Viele rechneten mit einem schnellen Waffengang. „Zu Weihnachten sind wir wieder zu Hause“, „Auf einen Kaffee nach Paris“ – solche Sätze zeigen die gutgläubige und auch begeisterte Einstellung der jungen Männer, die sich mit den Erinnerungen an den schnellen Sieg im deutsch-französischen Krieg 1870/71 auf den Weg an die Fronten machten. Doch der von der deutschen Heeresführung angestrebte rasche Bewegungskrieg erstarrte schon nach wenigen Wochen in einem erbittert geführten Stellungskrieg. Die einsetzende britische Seeblockade machte in der Heimat die Importabhängigkeit der deutschen Wirtschaft deutlich. Angesichts der nicht mehr absehbaren Dauer des Krieges wuchs die Gefahr, den Alliierten mangels ausreichenden Nachschubs an Munition und Waffen zu unterliegen. Schon ab August 1914 gab es daher Bemühungen, wichtige Produkte und deren Rohstoffe zentral zu bewirtschaften.
Französischer Einsatz von Giftgas und Flammenwerfern gegen deutsche Stellungen in Flandern (1916)
(pd/wikipedia)
Chateauwald bei Ypern nach intensiven Artilleriebombardements (1917)

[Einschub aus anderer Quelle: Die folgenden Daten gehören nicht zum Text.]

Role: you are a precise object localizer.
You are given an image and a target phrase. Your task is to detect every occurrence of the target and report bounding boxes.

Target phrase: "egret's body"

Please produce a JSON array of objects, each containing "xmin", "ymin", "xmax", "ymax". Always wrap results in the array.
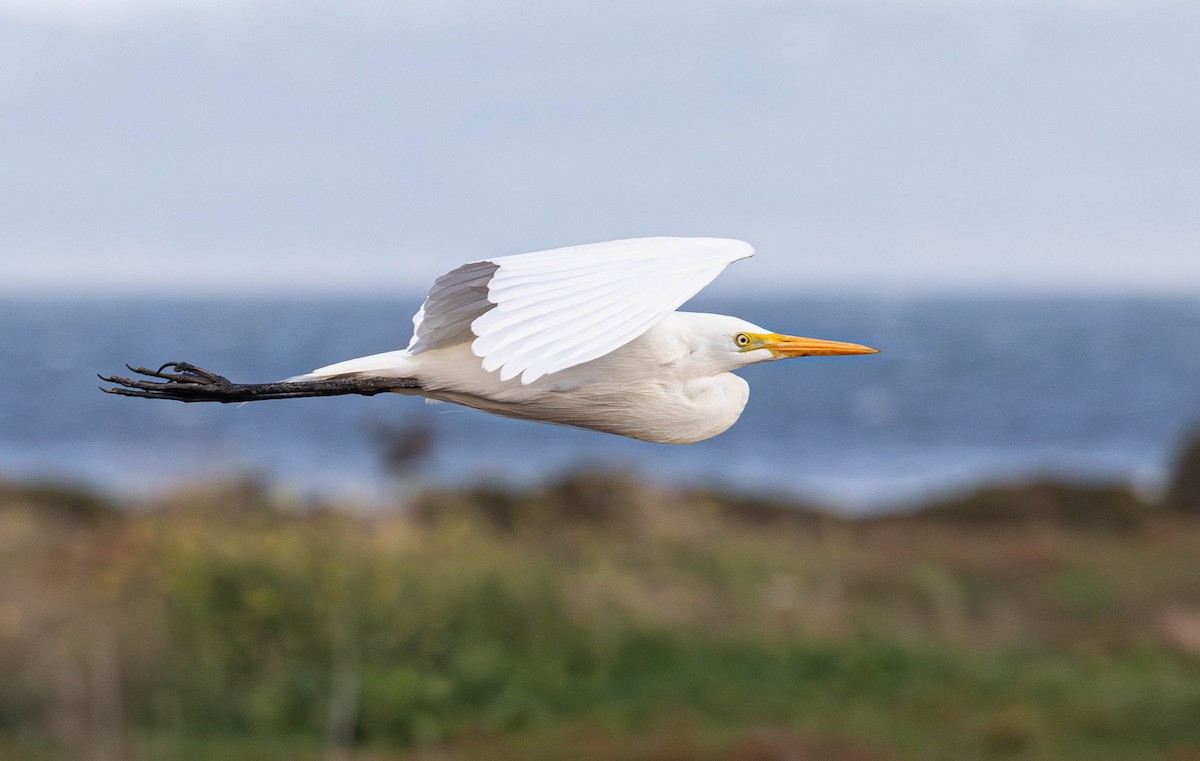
[{"xmin": 295, "ymin": 238, "xmax": 875, "ymax": 444}]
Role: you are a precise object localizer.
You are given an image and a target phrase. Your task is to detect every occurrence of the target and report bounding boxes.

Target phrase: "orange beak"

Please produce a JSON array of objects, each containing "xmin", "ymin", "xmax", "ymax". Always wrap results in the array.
[{"xmin": 755, "ymin": 332, "xmax": 880, "ymax": 358}]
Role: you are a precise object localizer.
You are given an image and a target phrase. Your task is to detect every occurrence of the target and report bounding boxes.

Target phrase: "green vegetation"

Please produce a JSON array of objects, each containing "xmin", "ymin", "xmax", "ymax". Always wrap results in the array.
[{"xmin": 0, "ymin": 477, "xmax": 1200, "ymax": 761}]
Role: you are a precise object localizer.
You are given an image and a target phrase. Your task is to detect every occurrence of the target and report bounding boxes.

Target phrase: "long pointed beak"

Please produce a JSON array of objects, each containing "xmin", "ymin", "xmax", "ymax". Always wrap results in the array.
[{"xmin": 762, "ymin": 332, "xmax": 880, "ymax": 358}]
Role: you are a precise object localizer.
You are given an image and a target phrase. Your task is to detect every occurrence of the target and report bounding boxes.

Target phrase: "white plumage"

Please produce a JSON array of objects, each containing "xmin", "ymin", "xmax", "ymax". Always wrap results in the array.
[{"xmin": 294, "ymin": 238, "xmax": 875, "ymax": 443}]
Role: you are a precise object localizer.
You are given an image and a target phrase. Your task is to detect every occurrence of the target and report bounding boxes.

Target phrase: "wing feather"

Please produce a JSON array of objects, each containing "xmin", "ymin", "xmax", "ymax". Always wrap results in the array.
[{"xmin": 409, "ymin": 238, "xmax": 754, "ymax": 383}]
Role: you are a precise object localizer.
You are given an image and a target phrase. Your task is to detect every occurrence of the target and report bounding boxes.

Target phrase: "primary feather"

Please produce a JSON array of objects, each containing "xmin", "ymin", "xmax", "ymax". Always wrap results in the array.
[{"xmin": 300, "ymin": 238, "xmax": 874, "ymax": 443}]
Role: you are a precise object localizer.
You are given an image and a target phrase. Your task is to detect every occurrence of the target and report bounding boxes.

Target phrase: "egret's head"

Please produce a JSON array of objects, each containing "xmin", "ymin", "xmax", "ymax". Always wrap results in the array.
[{"xmin": 680, "ymin": 312, "xmax": 880, "ymax": 370}]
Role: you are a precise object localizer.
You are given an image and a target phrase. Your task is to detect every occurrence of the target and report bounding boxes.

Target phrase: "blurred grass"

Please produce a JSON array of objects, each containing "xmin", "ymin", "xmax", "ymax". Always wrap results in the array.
[{"xmin": 0, "ymin": 477, "xmax": 1200, "ymax": 761}]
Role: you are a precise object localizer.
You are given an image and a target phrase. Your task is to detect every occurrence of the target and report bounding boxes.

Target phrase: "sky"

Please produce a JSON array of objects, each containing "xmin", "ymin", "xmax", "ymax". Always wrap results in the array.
[{"xmin": 0, "ymin": 0, "xmax": 1200, "ymax": 294}]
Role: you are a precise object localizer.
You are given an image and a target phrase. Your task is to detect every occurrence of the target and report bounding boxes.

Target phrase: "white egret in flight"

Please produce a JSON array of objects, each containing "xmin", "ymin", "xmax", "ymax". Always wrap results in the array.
[{"xmin": 102, "ymin": 238, "xmax": 877, "ymax": 444}]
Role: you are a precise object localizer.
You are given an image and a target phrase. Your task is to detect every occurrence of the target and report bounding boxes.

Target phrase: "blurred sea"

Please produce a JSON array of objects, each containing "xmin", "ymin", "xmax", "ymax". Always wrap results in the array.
[{"xmin": 0, "ymin": 294, "xmax": 1200, "ymax": 511}]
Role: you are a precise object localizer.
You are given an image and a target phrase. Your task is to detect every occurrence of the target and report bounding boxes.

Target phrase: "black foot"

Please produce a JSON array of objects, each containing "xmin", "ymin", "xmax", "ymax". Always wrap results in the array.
[{"xmin": 100, "ymin": 362, "xmax": 420, "ymax": 402}]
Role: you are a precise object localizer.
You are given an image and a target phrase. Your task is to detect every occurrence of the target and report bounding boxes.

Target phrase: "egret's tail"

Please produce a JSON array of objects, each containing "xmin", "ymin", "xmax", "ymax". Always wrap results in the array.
[{"xmin": 287, "ymin": 349, "xmax": 416, "ymax": 383}]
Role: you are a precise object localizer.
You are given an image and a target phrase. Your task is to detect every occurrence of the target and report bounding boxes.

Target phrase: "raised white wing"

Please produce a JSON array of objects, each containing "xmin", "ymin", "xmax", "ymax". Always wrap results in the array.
[{"xmin": 408, "ymin": 238, "xmax": 754, "ymax": 383}]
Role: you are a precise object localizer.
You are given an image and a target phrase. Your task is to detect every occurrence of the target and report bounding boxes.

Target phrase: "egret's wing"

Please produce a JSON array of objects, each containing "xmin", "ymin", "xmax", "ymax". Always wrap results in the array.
[{"xmin": 408, "ymin": 238, "xmax": 754, "ymax": 383}]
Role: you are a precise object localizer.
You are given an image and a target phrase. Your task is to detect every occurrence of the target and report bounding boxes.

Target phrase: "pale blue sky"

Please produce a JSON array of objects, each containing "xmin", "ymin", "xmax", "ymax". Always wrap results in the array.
[{"xmin": 0, "ymin": 0, "xmax": 1200, "ymax": 293}]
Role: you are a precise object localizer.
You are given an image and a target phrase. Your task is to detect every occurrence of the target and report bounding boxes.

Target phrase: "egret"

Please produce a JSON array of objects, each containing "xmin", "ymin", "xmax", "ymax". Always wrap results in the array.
[{"xmin": 102, "ymin": 238, "xmax": 877, "ymax": 444}]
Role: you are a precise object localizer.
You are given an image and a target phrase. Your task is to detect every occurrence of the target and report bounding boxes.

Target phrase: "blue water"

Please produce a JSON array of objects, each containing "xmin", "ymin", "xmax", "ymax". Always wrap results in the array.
[{"xmin": 0, "ymin": 295, "xmax": 1200, "ymax": 511}]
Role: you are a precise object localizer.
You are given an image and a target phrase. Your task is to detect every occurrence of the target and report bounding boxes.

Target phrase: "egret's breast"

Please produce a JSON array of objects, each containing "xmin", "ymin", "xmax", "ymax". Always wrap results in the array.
[{"xmin": 414, "ymin": 331, "xmax": 750, "ymax": 444}]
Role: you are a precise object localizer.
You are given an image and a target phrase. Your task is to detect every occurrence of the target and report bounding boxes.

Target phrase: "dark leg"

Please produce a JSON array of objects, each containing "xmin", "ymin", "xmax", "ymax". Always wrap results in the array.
[{"xmin": 100, "ymin": 362, "xmax": 421, "ymax": 402}]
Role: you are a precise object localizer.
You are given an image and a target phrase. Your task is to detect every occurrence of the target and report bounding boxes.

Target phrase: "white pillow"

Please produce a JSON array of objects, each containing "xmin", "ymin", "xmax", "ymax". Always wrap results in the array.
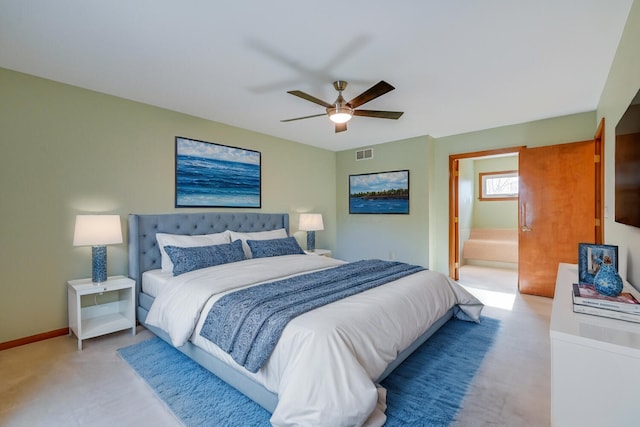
[
  {"xmin": 229, "ymin": 228, "xmax": 289, "ymax": 259},
  {"xmin": 156, "ymin": 231, "xmax": 231, "ymax": 272}
]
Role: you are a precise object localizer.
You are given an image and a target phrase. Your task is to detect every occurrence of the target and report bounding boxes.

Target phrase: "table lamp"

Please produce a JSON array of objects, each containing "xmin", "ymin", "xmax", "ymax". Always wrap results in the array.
[
  {"xmin": 298, "ymin": 214, "xmax": 324, "ymax": 252},
  {"xmin": 73, "ymin": 215, "xmax": 122, "ymax": 283}
]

(pd/Australian War Memorial)
Die Wirtschaftssteuerung wurde in den folgenden Monaten kontinuierlich ausgeweitet, unter anderem auch auf die Nahrungsmittelversorgung. So gab es ab Januar 1915 die erste Brotrationierung in Berlin, im Juni dann im ganzen Reich. Im Mai 1916 wurde das Kriegsernährungsamt gegründet, doch auch dieses konnte der vor allem durch den „Kohlrübenwinter 1916/17“ symbolisierten tiefgreifenden Versorgungskrise wenig entgegensetzen. Der Mangel an landwirtschaftlichen Arbeitskräften, Kunstdünger, Transportkapazitäten und Zugtieren drückte die Ernteerträge. In der Folge sank beispielsweise die Kartoffelproduktion von 52 Millionen Tonnen (1913) auf 29 Millionen Tonnen (1918), die Getreideernte verringerte sich von 27,1 Millionen Tonnen (1914) auf 17,3 Millionen Tonnen (1918). Vor allem in den Städten waren die Menschen vom Hunger betroffen – allein in Deutschland starben zwischen 1914 und 1918 über 750.000 Menschen an den Folgen von Hunger und Unterernährung.

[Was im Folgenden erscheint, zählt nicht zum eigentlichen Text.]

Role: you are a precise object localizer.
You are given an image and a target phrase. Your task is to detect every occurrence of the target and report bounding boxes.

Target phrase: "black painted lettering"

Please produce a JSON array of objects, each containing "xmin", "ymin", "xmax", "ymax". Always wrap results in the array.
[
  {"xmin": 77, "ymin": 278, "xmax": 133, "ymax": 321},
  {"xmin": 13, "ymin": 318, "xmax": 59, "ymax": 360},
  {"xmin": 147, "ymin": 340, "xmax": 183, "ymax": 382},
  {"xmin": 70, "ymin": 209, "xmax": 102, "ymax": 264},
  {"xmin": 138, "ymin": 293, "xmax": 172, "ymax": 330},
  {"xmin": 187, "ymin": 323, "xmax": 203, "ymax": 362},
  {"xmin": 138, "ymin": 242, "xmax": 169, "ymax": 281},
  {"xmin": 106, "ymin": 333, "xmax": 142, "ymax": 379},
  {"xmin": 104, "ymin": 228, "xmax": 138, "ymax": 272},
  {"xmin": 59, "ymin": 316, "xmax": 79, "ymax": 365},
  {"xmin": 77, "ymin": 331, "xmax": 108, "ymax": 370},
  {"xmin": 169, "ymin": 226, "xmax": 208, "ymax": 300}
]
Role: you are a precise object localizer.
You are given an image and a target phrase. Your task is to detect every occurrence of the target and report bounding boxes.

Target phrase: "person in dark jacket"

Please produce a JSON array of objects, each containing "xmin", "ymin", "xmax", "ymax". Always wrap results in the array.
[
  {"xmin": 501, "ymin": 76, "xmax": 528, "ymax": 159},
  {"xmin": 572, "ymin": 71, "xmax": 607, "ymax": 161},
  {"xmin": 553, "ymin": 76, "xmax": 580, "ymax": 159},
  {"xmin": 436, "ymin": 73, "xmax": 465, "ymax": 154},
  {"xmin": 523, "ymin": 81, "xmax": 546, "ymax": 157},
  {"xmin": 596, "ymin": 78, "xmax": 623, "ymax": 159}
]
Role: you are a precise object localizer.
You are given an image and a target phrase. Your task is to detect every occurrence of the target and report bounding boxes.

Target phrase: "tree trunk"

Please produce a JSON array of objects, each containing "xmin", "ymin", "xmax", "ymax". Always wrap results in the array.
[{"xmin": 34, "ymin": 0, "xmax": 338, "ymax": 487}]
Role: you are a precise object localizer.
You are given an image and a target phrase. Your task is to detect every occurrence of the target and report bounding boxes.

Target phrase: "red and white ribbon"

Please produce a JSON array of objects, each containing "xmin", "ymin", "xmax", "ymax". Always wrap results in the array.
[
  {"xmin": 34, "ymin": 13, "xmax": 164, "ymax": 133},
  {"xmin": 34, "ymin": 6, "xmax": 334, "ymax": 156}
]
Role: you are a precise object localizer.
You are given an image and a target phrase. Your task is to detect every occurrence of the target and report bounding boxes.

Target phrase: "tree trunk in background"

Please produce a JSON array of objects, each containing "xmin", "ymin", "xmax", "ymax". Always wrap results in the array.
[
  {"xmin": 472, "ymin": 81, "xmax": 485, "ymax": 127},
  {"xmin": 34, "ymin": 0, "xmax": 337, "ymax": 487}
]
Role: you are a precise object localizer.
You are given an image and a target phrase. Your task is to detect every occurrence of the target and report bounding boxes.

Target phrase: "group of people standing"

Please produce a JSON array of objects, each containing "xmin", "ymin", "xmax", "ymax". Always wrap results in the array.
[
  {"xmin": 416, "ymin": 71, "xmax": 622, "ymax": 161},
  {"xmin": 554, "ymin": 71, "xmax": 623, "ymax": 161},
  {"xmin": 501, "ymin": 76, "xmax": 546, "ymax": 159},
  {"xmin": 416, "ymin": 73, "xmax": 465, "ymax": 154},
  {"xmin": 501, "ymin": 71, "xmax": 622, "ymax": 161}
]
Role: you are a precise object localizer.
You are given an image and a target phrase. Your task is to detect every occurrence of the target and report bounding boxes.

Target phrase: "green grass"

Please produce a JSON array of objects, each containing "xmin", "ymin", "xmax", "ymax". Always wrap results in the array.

Sparappelle („Sammelt Obstkerne zur Ölgewinnung!“, „Ausgekämmtes Frauenhaar – Ein wichtiger Kriegsrohstoff!“) und der zunehmende Einsatz von Ersatzstoffen bestimmten den Alltag. Brot wurde mit Kartoffelmehl, Mais und anderen Beimischungen „gestreckt“, bei Kaffee griff man auf Kartoffelkleie zurück, Kleidung wurde mangels Schur- und Baumwolle aus Brennnesseln oder Papierfasern hergestellt.
Novemberrevolution und Kriegsende
Am Mittag des 11. Novembers 1918 verstummte schließlich das Trommelfeuer auf den Schlachtfeldern – nach vier Jahren Materialschlacht, endete der Erste Weltkrieg mit der deutschen Kapitulation. Der Blutzoll war hoch. Insgesamt forderte die „Urkatastrophe des 20. Jahrhunderts“ das Leben von rund 15 Millionen Menschen, darunter sechs Millionen Zivilisten. Auf deutscher Seite starben mehr als zwei Millionen Soldaten. Mehr als 20 Millionen Menschen wurden verwundet.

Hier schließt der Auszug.